The contribution of ileal EAA (IEAA) to the digesta originates from various digestive secretions, including salivary, bile, pancreatic, gastric, and intestinal secretions. Other sources of EAA include mucoproteins and desquamated epithelial cells from the intestinal lining, as well as nondietary N originating from exocrine pancreatic secretions (Greene, et al., 1963; Nyachoti et al., 1997; Ravindran and Bryden, 1999). In correcting for basal IEAA secretions by using either the N-free diet (NFD) or highly digestible protein diet (HDP) method, the standardized ileal amino acid digestibility (SIAAD) values will be closer to the true digestibility value compared with the apparent digestibility value because of the presence of diet-specific EAA and the undigested portion of the diet in the digesta that is uncorrected for. A number of techniques have been used to estimate IEAA flow. Each of these techniques has strengths and weaknesses. According to Huang et al. (2005), the AID of CP and amino acids is affected by the age of the bird, but these effects varied among amino acids and ingredients.

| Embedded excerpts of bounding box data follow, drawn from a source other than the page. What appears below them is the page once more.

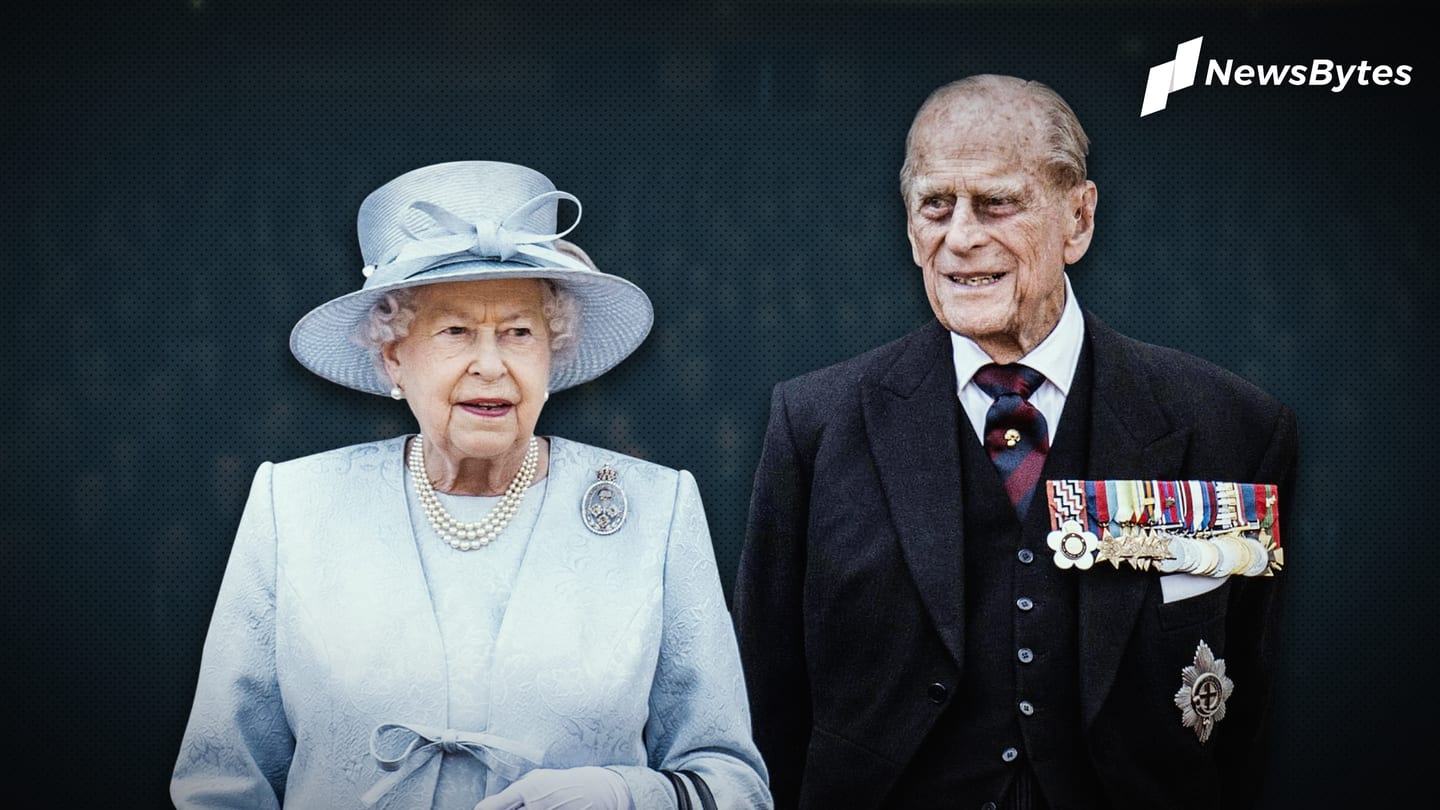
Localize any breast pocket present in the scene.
[1159,581,1230,633]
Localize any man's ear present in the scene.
[1066,180,1099,264]
[380,340,405,388]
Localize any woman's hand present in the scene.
[475,765,635,810]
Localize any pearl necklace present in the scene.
[409,434,540,551]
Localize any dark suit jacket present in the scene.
[734,313,1296,810]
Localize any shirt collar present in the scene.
[950,274,1084,396]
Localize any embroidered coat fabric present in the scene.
[171,437,772,810]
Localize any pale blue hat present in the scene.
[289,160,655,395]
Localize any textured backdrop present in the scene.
[8,0,1440,807]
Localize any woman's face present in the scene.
[382,278,550,470]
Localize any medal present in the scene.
[1045,480,1284,578]
[580,464,626,535]
[1175,641,1236,744]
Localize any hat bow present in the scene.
[363,192,580,281]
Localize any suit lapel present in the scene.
[861,321,965,664]
[1080,313,1189,724]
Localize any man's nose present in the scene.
[945,203,988,254]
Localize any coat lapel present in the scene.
[861,321,965,664]
[1080,313,1189,724]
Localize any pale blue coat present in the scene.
[171,437,772,810]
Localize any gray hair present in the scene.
[354,278,580,386]
[900,74,1090,196]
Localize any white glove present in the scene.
[475,765,635,810]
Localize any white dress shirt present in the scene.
[950,275,1084,444]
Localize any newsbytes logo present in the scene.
[1140,36,1411,118]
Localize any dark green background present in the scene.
[8,0,1440,807]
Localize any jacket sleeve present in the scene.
[170,463,295,810]
[734,385,814,807]
[613,470,773,810]
[1217,397,1299,807]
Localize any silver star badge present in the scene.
[1175,641,1236,742]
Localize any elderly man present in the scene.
[734,75,1296,810]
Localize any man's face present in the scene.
[904,92,1096,363]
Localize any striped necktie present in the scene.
[975,363,1050,517]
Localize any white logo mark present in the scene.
[1140,36,1205,118]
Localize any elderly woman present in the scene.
[170,161,772,810]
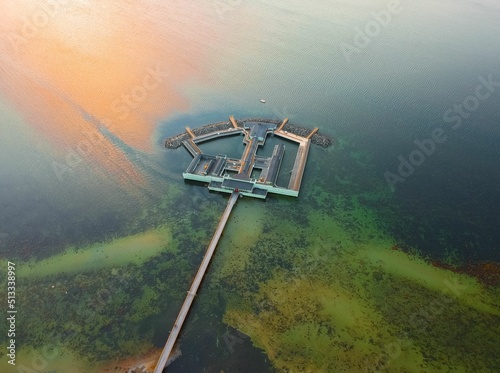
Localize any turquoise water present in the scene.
[0,0,500,372]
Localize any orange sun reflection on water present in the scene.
[0,0,216,184]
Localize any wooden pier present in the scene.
[154,191,239,373]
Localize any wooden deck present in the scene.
[154,192,239,373]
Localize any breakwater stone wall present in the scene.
[165,118,333,149]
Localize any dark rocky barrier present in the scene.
[165,118,333,149]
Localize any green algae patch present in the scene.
[359,244,500,316]
[18,228,171,277]
[211,199,266,284]
[2,345,89,373]
[221,202,500,373]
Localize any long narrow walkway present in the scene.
[154,192,239,373]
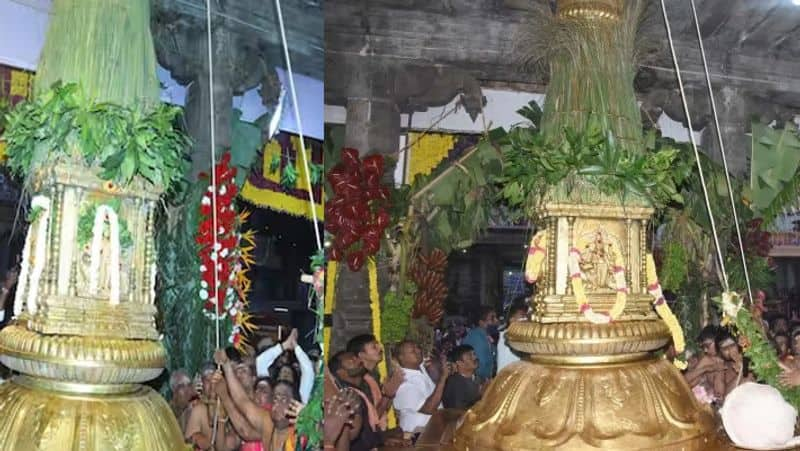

A number of factors have been reported to contribute to the variability in apparent ileal amino acid digestibility values. These include the level of inclusion of the raw materials in the diet, the age of the birds (Ravindran and Hendriks, 2004), and the digestibility of the amino acids in the raw material itself (Lemme et al., 2004). Tarvid (1995) reported that digestion and absorption of dietary protein is influenced by age; however, there are contradictory reports on the effects of age on protein and amino acid digestibility in broiler chickens. Zuprizal and Chagneau (1992) reported a decrease in CP and amino acid digestibility of rapeseed meal with age (3 to 6 wk). Haakansson and Eriksson (1974) and Fonolla et al. (1981) also reported a decline in CP and amino acid digestibility of feed mixtures with age. These age effects may be a result of the contribution of amino acids of endogenous origin to the digesta. To take into account some of these factors that influence digestibility, diets are often formulated with a safety margin. This may contribute to increased N and amino acid excretion, which can increase environmental pollution as well as increase the cost of production.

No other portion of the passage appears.